In the spring, a young man’s fancy turns to thoughts of love,” said Tennyson. And ours turns to thoughts of sun-dappled  sylvan landscapes, like those painted en plein air by the artists of the Old Lyme Art Colony,  aka the American Impressionists, who captured their impressions on canvas a century ago around the Lyme Street home of Miss Florence Griswold, their landlady and muse. Happily for us art aficionados, many of their paintings are displayed today in that same home, now the Florence Griswold Museum,  and in the museum’s new Krieble Gallery overlooking the lazy Lieutenant River.

How fortuitous, then, to find a room available next door at the Bee and Thistle Inn, always known for gracious accommodations and fine dining and said to be even better under new owners Linnea and David Rufo. For us, the ideal base for an artful triple play.

Arriving mid-day on Saturday, we got our first artful fix across the street at the Old Lyme Inn. Its splendid reproduction of Childe Hassam’s “House of Flowers,” Impressionist-style landscapes by local artist Roger Dennis and Winslow Homer-inspired seascape by Lyme Art Academy students constitute a virtual Old Lyme Art 101. One delicious lunch later (iceberg lettuce filled with creamy Gorgonzola, tempura shrimp and curried chicken salad, all perfectly executed by chef Chris Michaels), we left for the Flo Gris. We started with the dining-room panels and doors in the main house, which tell the colony’s story in living color, then moved on to the sky-lit and serene gallery.

The heart of Old Lyme extends for less than a mile on Lyme Street, so we had time to check out the Cooley Gallery, a treasure trove of Old Lyme and Hudson River School masterworks, and E.F. Watermelon, a jewelry store/gallery that dazzles with estate and custom jewels, decorative minerals, the Simon Pearce collection, museum-quality inlaid works and internally carved quartz, before settling into our room at the Bee and Thistle.
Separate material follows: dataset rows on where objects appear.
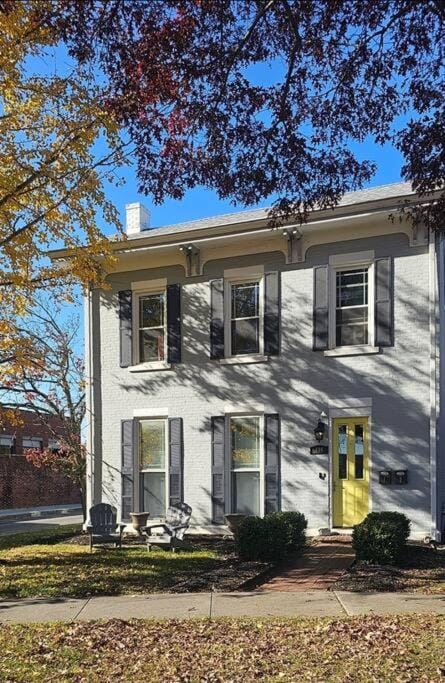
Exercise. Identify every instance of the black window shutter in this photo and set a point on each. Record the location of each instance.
(127, 468)
(218, 461)
(272, 463)
(174, 323)
(176, 459)
(383, 314)
(321, 308)
(217, 318)
(125, 324)
(272, 314)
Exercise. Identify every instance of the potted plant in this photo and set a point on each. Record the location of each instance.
(139, 520)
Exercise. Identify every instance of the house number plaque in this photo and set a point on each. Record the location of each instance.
(318, 450)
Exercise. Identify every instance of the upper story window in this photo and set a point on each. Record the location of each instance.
(151, 336)
(352, 319)
(6, 443)
(30, 442)
(245, 318)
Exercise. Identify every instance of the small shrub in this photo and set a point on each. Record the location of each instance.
(296, 525)
(381, 537)
(270, 538)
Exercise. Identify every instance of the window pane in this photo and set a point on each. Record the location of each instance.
(342, 452)
(245, 442)
(29, 442)
(151, 310)
(245, 336)
(245, 300)
(352, 326)
(153, 493)
(151, 345)
(152, 444)
(359, 451)
(352, 288)
(246, 492)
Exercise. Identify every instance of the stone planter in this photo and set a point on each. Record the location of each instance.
(234, 520)
(139, 520)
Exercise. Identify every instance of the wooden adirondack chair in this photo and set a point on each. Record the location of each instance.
(103, 526)
(176, 523)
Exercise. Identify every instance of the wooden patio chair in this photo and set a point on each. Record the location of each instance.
(103, 527)
(176, 523)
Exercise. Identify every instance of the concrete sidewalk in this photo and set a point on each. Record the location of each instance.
(7, 514)
(317, 603)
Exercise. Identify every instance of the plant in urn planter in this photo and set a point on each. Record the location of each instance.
(139, 520)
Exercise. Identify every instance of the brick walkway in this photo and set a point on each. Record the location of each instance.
(317, 569)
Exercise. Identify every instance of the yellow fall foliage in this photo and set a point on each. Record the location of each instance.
(51, 181)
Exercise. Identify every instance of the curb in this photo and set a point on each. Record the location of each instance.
(40, 514)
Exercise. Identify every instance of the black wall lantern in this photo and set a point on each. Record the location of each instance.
(319, 430)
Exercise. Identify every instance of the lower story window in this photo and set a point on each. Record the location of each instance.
(245, 459)
(152, 459)
(5, 445)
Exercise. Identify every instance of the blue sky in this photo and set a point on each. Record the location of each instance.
(202, 202)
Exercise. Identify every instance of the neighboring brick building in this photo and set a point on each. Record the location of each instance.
(22, 484)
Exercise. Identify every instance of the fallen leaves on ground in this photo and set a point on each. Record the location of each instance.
(421, 570)
(367, 649)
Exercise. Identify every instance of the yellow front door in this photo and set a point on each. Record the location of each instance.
(350, 449)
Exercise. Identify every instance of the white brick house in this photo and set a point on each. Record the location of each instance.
(220, 343)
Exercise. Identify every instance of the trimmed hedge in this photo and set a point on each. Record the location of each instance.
(272, 537)
(381, 537)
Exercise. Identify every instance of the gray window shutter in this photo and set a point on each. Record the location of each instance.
(383, 314)
(218, 461)
(125, 325)
(272, 463)
(217, 318)
(127, 468)
(321, 308)
(272, 314)
(174, 323)
(176, 458)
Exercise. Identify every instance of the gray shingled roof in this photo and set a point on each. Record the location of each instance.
(359, 197)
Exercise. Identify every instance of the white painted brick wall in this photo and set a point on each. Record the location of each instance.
(298, 385)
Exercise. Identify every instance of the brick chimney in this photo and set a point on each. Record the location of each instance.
(137, 218)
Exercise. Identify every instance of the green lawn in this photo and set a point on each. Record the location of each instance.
(62, 569)
(358, 650)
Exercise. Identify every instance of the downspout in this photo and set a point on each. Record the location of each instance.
(89, 411)
(435, 337)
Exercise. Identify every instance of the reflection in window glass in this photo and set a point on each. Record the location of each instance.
(358, 431)
(352, 307)
(153, 465)
(245, 447)
(5, 445)
(343, 452)
(245, 320)
(151, 327)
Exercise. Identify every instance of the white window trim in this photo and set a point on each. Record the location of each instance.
(32, 438)
(154, 288)
(11, 442)
(337, 264)
(234, 277)
(228, 460)
(157, 469)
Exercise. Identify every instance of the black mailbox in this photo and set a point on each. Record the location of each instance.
(385, 477)
(400, 476)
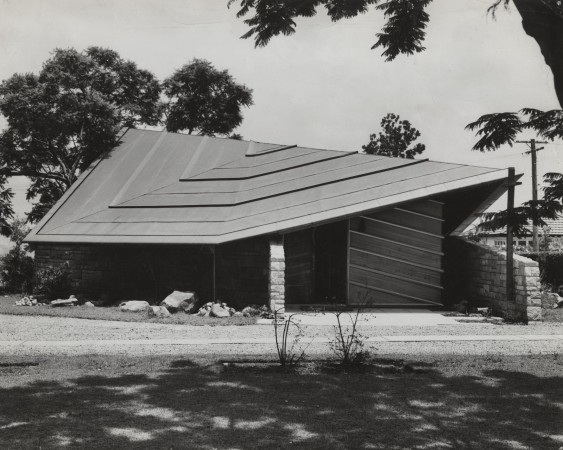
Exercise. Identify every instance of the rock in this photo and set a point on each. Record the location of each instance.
(250, 311)
(64, 302)
(134, 306)
(158, 311)
(218, 311)
(461, 306)
(184, 301)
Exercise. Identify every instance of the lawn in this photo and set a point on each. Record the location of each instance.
(7, 306)
(498, 402)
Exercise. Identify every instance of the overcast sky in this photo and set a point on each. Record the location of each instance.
(322, 87)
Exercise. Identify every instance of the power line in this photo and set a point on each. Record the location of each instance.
(533, 151)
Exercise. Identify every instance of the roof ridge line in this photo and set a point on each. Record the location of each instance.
(271, 172)
(264, 197)
(119, 197)
(251, 152)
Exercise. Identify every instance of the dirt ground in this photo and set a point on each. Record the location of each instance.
(75, 383)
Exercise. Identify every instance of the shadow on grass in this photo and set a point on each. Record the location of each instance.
(188, 405)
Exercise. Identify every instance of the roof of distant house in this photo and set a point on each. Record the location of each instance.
(159, 187)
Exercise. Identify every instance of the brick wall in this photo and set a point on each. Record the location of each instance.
(151, 272)
(477, 273)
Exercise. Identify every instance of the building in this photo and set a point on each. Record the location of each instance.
(249, 222)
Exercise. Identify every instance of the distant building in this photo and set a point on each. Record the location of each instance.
(498, 238)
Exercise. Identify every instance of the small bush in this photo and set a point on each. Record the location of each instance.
(551, 266)
(17, 271)
(52, 282)
(290, 353)
(348, 343)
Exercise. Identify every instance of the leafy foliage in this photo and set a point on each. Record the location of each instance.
(395, 140)
(403, 32)
(204, 100)
(348, 343)
(503, 128)
(17, 265)
(68, 115)
(52, 282)
(551, 267)
(289, 352)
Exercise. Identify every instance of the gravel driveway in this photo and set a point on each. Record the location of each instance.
(23, 335)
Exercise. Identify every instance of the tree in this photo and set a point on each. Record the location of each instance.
(68, 115)
(406, 22)
(395, 140)
(500, 129)
(204, 100)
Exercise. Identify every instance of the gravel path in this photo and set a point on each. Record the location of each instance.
(23, 335)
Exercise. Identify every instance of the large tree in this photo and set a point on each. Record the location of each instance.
(62, 119)
(70, 114)
(406, 22)
(204, 100)
(395, 139)
(498, 129)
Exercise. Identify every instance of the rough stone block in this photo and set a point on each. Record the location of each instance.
(533, 313)
(277, 265)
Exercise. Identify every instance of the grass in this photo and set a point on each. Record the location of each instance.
(7, 306)
(495, 402)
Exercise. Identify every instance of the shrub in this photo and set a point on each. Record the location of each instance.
(348, 343)
(52, 282)
(17, 271)
(551, 266)
(290, 353)
(16, 267)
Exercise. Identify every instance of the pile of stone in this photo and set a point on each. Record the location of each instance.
(27, 301)
(176, 302)
(257, 311)
(181, 301)
(217, 309)
(71, 301)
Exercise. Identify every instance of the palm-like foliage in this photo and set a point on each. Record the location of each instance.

Quintessential country inn, it was all comfy and cozy with a four-poster bed, Oriental rugs and period accents. A quiet dinner in the warmly lit dining room proved extraordinary, from an intriguing cauliflower-arugula soup to luscious duck breast with cherry compote and classic beef Wellington—kudos to chef Kristofer Rowe—to a light and lovely lemon custard cake with fresh berries created by Linnea herself, onetime pastry chef at Wheatleigh and sous chef at Blantyre in Lenox, Mass. Dinner music—the dulcet strains of the multitalented Linnea accompanied by troubadour/acoustic guitarists Kipp and Danny—was pitch-perfect.

Sunday morning found us strolling the inn’s sculpture garden, a five-acre showcase for Berkshires artist Andrew DeVries that complements the Flo Gris gardens next door, then chatting with fellow guests in the fireplaced parlor (the inn has eight fireplaces in all!) before enjoying a gourmet breakfast of gravlax and local cheeses, blueberry French toast and cherry-pistachio scones. We had time for one last drive around town—stopping at the antiques shop Treasures, and Bowerbird, a gift-giver’s delight—before returning to life in the fast lane.